How to recognize Poison Ivy and Poison Oak
Summer hiking or working in the garden tops the charts for activities. However, sometimes just walking along a sidewalk you may brush up against vegetation that most people have allergic reactions to, Poison Ivy and Poison Oak.
Contact with the plant’s oils can be made indirectly too, for instance if your pet has it on their coat or you have brushed against a plant and the oil is on your clothes, or it is on sports equipment or garden tools.
One of the problems with these plants is that it is normally pretty to look at but watch out! Rashes develop pretty quickly. There are many websites which describe ways to treat the rashes. One source is your doctor or pharmacist.

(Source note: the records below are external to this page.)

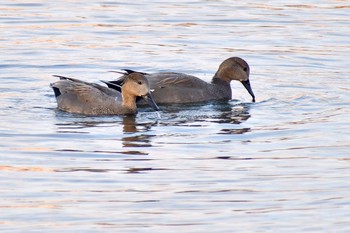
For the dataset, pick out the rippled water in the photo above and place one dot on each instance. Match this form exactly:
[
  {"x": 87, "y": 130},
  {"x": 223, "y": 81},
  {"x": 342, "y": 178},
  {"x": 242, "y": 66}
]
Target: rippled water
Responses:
[{"x": 278, "y": 165}]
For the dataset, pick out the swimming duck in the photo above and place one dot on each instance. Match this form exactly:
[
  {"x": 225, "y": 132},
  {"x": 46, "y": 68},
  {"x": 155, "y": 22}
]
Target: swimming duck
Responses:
[
  {"x": 81, "y": 97},
  {"x": 171, "y": 87}
]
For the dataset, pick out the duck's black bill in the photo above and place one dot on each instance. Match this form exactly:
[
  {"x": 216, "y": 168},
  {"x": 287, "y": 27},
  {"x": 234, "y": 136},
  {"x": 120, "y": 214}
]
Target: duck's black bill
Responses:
[
  {"x": 247, "y": 86},
  {"x": 149, "y": 99}
]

The biggest problem in trying identify poison ivy is how VARIABLE the plant can be, in terms of leaf shape, leaf size, color, etc.
Remember these things:
Poison ivy NEVER HAS thorns of any kind.
Poison ivy ALWAYS HAS leaves (or leaflets) of three, NEVER more.
Poison ivy NEVER has fine, saw-tooth leaf edges, or scalloped edges.
Poison ivy SOMETIMES has notches, so notches really don’t help us.
Poison ivy SOMETIMES is shiny, so shiny really doesn’t help us.
North Carolina has all kinds of Poison Ivy. This map shows the regions where the plants thrive.
Poison Oak, like poison Ivy has three leaves. It grows left then right. It never has thorns and never has edges.
It can grow on the forest floor and be mixed in with other plants such as ferns.
This page link shows photos of Poison Oak. In my garden Poison Oak looks almost like a large bush with shiny leaves and could easily be mistaken for something that should be cultivated.